Porter himself cops to being one of the rare Dead agnostics, a refugee in the lonely barren wastes between the haters and believers.
“I’m in my 40s. I used to see them a bit in the late ’80s and early ’90s, but I was more interested in, like, being away from my parents than I was being into the music. I enjoyed some of the songs, but it was never really my style of music,” he says.
“Some people really hate ’em, some people really love ’em. I’m one of the few people kind of in the middle. Not really polarized.”
We remind Porter that his drummer/bandleader in the Motet, Dave Watts, at a loss for ideas a few years back when the band was doing their annual Halloween trib shows, surrendered to the notion of covering the Dead, funk’ed up style. The show, in fact, was a big success, despite our own skepticism (as in, this reporter recalls, “Dave, what the hell are you doing?”)

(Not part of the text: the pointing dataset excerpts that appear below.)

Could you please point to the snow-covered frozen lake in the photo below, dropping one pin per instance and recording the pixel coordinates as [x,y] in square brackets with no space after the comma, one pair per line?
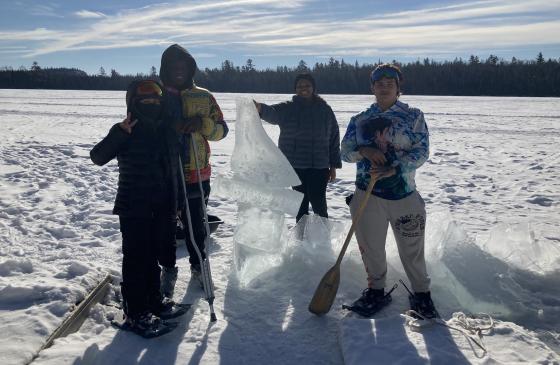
[492,191]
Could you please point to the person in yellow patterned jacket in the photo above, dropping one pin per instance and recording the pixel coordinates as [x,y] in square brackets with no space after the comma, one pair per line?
[200,120]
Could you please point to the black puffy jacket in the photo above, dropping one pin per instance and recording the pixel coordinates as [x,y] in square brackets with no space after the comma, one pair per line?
[309,133]
[148,165]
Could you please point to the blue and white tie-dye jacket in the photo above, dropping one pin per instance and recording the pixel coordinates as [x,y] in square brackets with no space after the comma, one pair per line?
[409,138]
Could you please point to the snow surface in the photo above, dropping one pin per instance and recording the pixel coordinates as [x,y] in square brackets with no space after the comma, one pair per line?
[492,190]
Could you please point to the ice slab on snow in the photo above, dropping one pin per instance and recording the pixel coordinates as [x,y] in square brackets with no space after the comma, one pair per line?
[261,184]
[247,192]
[255,156]
[516,244]
[390,341]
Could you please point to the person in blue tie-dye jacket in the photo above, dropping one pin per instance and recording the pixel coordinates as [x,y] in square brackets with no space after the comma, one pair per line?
[390,155]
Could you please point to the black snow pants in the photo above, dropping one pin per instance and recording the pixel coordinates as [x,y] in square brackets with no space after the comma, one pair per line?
[314,189]
[142,238]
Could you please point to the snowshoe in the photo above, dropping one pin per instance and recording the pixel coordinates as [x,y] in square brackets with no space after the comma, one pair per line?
[371,302]
[422,306]
[146,325]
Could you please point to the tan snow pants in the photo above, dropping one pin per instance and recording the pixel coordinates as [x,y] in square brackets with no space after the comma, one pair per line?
[407,217]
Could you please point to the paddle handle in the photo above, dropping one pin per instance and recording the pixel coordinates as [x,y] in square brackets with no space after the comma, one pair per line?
[355,220]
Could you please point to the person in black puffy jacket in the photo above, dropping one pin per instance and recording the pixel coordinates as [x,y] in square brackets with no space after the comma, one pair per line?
[148,196]
[310,140]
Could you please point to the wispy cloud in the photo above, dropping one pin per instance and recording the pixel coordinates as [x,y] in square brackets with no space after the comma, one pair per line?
[44,10]
[274,27]
[89,14]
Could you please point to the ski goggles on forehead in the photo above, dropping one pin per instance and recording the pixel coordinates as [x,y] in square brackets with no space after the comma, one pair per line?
[148,88]
[384,72]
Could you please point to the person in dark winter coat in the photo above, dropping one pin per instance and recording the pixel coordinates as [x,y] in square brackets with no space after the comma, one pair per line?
[203,121]
[147,198]
[310,140]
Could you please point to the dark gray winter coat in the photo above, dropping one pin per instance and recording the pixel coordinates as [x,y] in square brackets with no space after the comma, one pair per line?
[148,166]
[309,134]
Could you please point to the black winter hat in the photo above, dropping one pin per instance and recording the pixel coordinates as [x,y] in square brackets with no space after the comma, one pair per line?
[308,77]
[171,55]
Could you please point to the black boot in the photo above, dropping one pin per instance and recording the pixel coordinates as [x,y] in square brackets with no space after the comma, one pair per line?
[371,302]
[422,304]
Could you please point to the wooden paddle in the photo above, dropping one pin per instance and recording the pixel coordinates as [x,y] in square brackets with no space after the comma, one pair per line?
[328,286]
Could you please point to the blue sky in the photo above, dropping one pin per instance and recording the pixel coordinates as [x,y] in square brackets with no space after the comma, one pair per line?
[129,36]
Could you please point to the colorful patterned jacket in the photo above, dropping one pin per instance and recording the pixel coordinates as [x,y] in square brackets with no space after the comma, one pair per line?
[199,102]
[408,139]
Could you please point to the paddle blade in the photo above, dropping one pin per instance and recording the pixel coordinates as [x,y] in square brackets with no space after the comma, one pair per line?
[326,292]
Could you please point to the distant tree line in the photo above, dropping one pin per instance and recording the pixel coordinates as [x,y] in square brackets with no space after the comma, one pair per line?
[493,77]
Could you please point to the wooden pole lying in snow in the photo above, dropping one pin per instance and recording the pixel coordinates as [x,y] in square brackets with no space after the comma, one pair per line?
[74,321]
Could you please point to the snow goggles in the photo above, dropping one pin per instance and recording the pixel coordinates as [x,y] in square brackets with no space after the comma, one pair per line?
[380,73]
[148,88]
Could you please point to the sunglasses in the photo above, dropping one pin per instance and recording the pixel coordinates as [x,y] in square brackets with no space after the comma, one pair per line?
[384,72]
[145,88]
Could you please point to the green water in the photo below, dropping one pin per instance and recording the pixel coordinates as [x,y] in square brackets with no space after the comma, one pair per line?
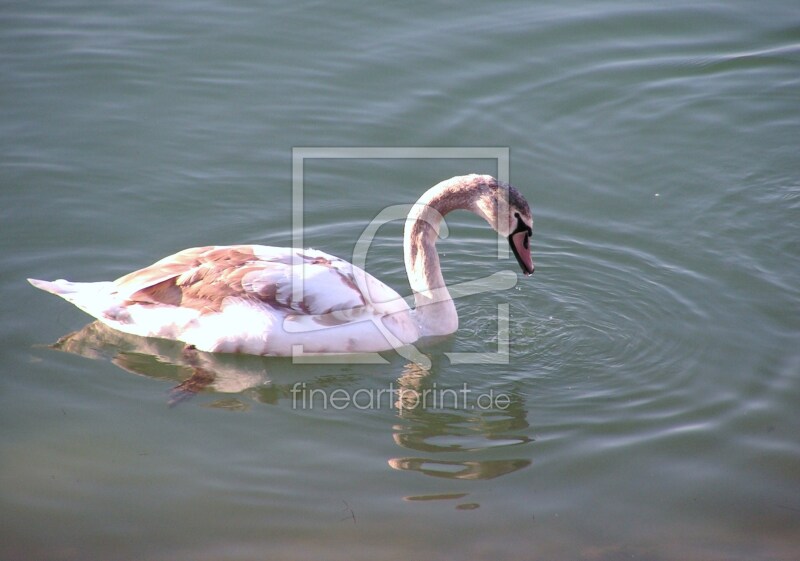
[653,379]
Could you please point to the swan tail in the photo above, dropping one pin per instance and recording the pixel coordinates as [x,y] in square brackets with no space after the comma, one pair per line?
[94,298]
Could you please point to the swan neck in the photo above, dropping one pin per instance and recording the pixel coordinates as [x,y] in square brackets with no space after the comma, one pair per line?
[435,310]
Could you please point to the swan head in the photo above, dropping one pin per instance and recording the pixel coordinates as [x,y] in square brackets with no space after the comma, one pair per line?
[507,211]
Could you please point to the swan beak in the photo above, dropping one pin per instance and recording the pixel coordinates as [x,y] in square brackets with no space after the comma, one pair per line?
[520,245]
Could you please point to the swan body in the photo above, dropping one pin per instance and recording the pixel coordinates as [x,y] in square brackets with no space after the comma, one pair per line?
[265,300]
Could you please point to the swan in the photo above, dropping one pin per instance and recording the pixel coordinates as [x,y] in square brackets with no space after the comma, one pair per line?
[243,298]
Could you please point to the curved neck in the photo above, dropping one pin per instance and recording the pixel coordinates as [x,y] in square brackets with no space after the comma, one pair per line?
[435,310]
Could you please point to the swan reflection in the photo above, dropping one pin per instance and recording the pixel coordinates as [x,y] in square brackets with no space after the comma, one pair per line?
[463,428]
[453,425]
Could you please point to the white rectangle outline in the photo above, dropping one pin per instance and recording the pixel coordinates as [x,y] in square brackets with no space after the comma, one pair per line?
[499,153]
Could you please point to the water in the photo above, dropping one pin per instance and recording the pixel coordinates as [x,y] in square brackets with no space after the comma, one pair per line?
[654,368]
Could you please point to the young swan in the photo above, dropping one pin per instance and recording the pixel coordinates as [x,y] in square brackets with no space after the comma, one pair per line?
[241,298]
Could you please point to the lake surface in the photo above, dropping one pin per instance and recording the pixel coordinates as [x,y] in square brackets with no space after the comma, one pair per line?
[650,396]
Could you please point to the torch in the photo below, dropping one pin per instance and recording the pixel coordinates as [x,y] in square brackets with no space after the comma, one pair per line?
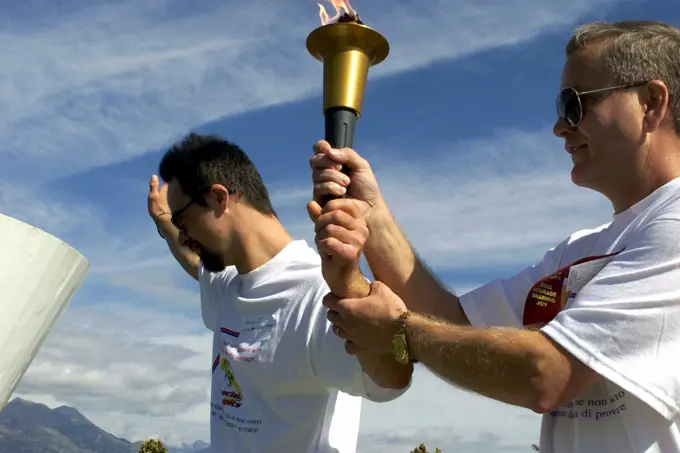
[347,48]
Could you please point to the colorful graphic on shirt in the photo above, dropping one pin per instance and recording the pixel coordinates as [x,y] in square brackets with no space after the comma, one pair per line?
[230,332]
[231,391]
[549,295]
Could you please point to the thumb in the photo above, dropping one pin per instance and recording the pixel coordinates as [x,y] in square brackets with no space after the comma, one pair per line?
[153,184]
[314,210]
[349,157]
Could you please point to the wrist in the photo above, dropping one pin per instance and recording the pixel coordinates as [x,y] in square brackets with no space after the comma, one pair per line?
[164,224]
[402,349]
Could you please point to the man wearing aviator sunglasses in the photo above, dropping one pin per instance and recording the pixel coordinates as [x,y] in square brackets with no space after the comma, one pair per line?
[590,335]
[281,380]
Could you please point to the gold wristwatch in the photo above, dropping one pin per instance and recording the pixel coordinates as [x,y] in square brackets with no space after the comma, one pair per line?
[399,342]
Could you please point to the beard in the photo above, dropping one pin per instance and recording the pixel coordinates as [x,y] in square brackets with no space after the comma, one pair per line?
[212,262]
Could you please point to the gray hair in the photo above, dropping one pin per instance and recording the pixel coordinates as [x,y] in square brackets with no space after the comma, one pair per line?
[636,51]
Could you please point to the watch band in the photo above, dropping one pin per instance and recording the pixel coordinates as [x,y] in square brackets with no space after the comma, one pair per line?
[400,330]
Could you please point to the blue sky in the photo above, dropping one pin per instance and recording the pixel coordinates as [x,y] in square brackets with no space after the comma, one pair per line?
[457,125]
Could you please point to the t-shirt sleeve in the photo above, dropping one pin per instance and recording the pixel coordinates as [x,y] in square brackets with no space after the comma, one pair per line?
[332,366]
[209,299]
[500,303]
[625,322]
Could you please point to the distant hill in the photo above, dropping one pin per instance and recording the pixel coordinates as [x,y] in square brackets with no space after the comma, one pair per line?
[28,427]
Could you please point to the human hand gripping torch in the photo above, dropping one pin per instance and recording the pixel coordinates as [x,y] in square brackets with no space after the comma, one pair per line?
[347,48]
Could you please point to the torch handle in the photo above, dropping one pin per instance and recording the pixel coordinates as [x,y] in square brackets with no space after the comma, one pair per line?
[340,123]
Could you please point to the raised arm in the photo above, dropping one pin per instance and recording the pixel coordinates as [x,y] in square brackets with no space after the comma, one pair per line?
[389,254]
[160,214]
[340,246]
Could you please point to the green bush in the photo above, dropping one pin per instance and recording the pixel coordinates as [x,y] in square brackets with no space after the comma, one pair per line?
[423,449]
[152,446]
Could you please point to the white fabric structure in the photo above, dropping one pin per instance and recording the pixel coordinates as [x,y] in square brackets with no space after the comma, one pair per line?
[38,276]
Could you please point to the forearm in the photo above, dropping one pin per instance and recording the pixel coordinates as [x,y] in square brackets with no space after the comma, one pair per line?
[502,364]
[184,255]
[385,371]
[393,261]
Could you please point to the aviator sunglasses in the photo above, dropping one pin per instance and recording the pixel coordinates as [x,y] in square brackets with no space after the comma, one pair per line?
[570,106]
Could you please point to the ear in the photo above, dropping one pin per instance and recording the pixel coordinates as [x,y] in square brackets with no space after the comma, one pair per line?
[655,99]
[218,198]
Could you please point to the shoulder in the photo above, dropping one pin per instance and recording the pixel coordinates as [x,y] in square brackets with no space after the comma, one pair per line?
[207,278]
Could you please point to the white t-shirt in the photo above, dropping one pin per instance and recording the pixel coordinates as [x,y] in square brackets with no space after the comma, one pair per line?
[281,379]
[623,322]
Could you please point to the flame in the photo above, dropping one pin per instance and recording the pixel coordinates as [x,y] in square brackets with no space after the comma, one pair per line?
[341,7]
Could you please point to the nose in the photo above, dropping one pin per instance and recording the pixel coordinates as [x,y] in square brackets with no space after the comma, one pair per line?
[561,127]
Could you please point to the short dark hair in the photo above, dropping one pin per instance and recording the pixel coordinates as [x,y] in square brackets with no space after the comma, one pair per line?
[199,161]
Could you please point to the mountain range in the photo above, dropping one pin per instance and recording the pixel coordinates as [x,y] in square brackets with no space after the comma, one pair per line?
[29,427]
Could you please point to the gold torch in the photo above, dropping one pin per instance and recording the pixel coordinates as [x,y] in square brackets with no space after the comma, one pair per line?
[347,48]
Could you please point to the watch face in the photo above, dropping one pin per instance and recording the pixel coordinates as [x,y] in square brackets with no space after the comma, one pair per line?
[399,348]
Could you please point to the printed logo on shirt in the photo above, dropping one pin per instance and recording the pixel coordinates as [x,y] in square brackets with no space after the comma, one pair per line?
[549,295]
[230,332]
[231,391]
[593,409]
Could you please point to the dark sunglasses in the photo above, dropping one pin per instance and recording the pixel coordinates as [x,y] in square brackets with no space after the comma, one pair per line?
[570,106]
[199,200]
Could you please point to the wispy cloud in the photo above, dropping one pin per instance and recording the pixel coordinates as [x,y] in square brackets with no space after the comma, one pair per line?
[499,201]
[92,83]
[103,81]
[472,204]
[134,371]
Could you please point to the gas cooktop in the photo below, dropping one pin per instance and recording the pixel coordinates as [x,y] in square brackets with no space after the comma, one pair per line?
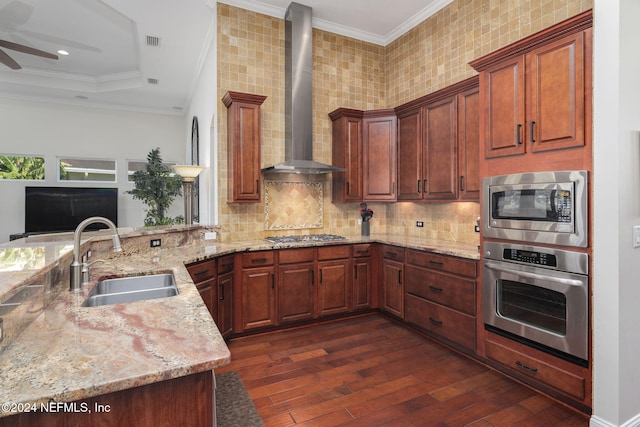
[305,238]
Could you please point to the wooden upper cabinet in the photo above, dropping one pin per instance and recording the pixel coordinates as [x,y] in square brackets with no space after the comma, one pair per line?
[379,166]
[243,149]
[347,153]
[440,148]
[535,94]
[438,145]
[410,135]
[503,89]
[556,95]
[468,144]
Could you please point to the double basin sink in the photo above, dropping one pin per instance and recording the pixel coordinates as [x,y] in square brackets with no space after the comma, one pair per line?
[131,288]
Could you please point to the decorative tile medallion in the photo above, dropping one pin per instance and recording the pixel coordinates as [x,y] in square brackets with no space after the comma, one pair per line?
[293,205]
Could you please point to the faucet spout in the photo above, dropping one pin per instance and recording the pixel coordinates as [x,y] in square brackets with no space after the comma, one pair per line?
[75,272]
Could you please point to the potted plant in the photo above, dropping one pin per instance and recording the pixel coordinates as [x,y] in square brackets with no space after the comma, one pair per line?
[157,186]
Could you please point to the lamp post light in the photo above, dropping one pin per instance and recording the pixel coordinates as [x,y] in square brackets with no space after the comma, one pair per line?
[188,173]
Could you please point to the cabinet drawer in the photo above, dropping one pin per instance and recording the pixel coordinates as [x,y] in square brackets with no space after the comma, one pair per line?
[453,265]
[560,379]
[361,250]
[225,264]
[394,253]
[257,259]
[202,271]
[451,291]
[289,256]
[450,324]
[334,252]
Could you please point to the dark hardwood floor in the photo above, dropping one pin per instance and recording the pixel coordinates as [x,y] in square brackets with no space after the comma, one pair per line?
[370,371]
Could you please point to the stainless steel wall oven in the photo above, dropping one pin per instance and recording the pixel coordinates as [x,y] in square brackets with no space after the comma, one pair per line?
[539,296]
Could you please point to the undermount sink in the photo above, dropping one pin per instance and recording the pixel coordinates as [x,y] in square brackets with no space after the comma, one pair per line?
[132,288]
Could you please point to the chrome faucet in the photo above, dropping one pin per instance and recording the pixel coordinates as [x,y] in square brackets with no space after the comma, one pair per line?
[76,266]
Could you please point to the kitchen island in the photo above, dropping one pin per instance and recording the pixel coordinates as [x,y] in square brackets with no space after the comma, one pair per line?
[88,355]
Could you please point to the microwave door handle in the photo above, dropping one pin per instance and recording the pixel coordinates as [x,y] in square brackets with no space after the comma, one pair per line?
[535,276]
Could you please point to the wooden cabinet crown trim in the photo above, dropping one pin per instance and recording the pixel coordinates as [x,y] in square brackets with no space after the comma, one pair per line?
[572,25]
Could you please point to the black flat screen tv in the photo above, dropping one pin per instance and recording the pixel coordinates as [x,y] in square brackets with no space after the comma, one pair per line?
[59,209]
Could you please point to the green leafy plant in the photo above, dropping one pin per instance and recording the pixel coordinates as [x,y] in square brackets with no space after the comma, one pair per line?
[157,186]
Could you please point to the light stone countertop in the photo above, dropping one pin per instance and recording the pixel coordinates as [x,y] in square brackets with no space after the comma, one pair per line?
[69,352]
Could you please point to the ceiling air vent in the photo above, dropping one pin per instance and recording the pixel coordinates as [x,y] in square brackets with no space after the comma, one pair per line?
[153,41]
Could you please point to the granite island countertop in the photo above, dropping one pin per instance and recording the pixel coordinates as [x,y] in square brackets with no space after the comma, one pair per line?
[70,352]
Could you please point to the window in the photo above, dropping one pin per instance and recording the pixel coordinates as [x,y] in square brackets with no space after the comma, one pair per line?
[87,170]
[22,167]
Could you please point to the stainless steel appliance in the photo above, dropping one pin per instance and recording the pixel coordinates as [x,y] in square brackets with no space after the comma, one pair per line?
[537,207]
[539,296]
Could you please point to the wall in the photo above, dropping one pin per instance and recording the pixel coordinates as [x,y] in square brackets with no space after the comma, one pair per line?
[37,128]
[616,268]
[355,74]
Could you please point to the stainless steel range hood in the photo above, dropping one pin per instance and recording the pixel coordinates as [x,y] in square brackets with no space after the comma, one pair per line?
[298,151]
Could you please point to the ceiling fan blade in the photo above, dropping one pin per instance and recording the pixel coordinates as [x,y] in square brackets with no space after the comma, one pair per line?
[26,49]
[8,61]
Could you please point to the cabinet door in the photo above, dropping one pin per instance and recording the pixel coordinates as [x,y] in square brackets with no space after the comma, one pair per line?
[361,283]
[502,110]
[468,144]
[243,146]
[347,154]
[334,287]
[258,298]
[393,289]
[555,96]
[440,155]
[410,178]
[224,316]
[296,292]
[379,174]
[207,290]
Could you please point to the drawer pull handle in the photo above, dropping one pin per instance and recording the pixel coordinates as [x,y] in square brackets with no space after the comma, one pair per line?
[523,366]
[201,273]
[531,134]
[435,321]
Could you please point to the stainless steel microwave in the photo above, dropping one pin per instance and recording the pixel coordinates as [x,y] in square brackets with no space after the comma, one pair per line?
[537,207]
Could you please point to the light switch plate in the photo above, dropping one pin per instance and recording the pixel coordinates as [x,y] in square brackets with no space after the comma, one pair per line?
[636,236]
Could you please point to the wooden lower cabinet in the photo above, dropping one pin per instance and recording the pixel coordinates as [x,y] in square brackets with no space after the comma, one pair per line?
[185,401]
[334,287]
[393,290]
[441,296]
[450,324]
[362,277]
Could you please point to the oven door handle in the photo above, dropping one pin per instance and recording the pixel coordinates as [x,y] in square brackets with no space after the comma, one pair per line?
[552,276]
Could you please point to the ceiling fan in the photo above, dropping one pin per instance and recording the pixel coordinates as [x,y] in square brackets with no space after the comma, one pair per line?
[11,63]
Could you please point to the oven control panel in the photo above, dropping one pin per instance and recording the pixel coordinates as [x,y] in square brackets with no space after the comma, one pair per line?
[530,257]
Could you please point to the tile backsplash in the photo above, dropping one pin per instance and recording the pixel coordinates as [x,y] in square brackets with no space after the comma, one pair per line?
[355,74]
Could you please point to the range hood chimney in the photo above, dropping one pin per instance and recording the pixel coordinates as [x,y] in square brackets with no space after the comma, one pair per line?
[298,150]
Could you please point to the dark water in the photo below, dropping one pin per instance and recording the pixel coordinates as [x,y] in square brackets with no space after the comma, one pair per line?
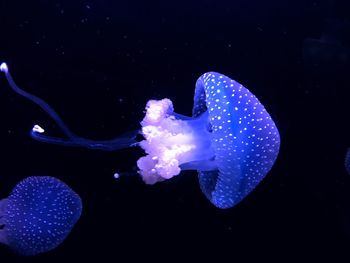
[98,62]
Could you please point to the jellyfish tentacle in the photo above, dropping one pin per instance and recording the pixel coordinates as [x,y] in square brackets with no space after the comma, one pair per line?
[347,161]
[38,101]
[72,139]
[121,142]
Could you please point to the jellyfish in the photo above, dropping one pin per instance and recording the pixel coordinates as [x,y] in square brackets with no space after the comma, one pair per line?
[230,139]
[38,215]
[347,161]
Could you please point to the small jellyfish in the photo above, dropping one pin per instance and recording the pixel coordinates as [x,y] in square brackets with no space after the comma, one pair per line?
[231,140]
[38,215]
[347,161]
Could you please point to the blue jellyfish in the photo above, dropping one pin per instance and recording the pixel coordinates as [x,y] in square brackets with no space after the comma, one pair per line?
[231,140]
[38,215]
[347,161]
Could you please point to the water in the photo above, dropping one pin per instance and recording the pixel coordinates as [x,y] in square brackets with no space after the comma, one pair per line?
[99,62]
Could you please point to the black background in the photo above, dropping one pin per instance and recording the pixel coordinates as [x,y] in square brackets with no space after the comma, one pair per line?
[98,62]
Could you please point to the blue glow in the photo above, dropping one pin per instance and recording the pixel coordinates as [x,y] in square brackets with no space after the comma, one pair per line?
[38,215]
[347,161]
[245,138]
[231,140]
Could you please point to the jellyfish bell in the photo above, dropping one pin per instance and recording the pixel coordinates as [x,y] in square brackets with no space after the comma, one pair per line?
[231,140]
[38,215]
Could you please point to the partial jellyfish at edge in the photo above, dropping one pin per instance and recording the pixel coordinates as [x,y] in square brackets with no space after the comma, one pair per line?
[231,140]
[347,161]
[38,215]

“You know what? I thought the same thing, buddy,” Porter says with a laugh.
“I wasn’t really for it, but it was cool. I thought … nobody can make Dead songs sound funky because, like you said, they’re the least funky band ever, and Dave sort of took it as a challenge. We just re-arranged all the tunes, basically changed the drum beats and the basslines, and it worked out. It was fun.”
The Herbie tribute (which also features Watts and Garrett Sayers from the Motet, Dom Lalli from Big Gigantic and Dan Schwindt) fills a brief downtime opening in the Motet’s 2018 tour of conquest, their second year behind the much-lauded 2016 release Totem (including a brilliant headliner set at Red Rocks last June), establishing the band as one of the best and most impactful funk bands in the colonies. This fall will see the band’s eagerly anticipated follow-up. A couple of cuts from the forthcoming release — “Supernova” and “Get it Right” — have already popped up on the band’s website, and one or two others will likely emerge before the album is birthed in the fall.
The band is now working with lead singer Lyle Divinsky and Porter says the writing and production flow is better than ever.
“Lyle makes it a lot easier to write music; he’s really great when we come up with grooves and whatnot and we don’t have that vocal melody on top yet. He’s really great at taking our grooves and chord changes and making really clever melodies and lyrics over the top,” he says.
“He’s good at the thing the rest of us aren’t very good at.”
And while he’s inarguably the new guy on the block, we’re pretty sure that part of the prestidigitation of his entry into the Motet fabric has to do with the fact that, at the risk of stating the obvious, this band has been at this stuff for years — and that’s not just the funk thing, it’s also the Herbie trib, the side projects, the mixtape shows. Nothing rolls off these guys half-assed.
It’d be a dishonor to their peers to call them the area’s hardest working band, since no one gets anywhere in this business anymore without insanely hard work, but when we read Relix’s qualified praise for Totem as coming from a band “that has undergone several lineup changes in its relatively short history,” it’s worth remembering (since the band doesn’t seem to be going out of their way to remind us) that they celebrate their 20th anniversary this year, 12 of which have seen Porter working the keys. (Their playing-out anniversary date is technically Halloween, but this year they’ll be in Vegas, where every day is Halloween.)
How is 20 years a “relatively short history”?
Porter shrugs it off.
“They’ve only been aware for a short period of time.” Pause. “Hahaha.”
Hmmmm. Music writers…
On the bill: Herbie Hancock Tribute featuring Dominic Lalli (Big Gigantic), Dave Watts, Joey Porter and Garrett Sayers (The Motet) and Dan Schwindt (Kyle Hollingsworth Band) — Dead & Co After Party. 10:30 p.m. Friday, July 13, Fox Theatre, 1135 13th St., Boulder. $16-$21. $1 of every ticket will be donated to the Rex Foundation.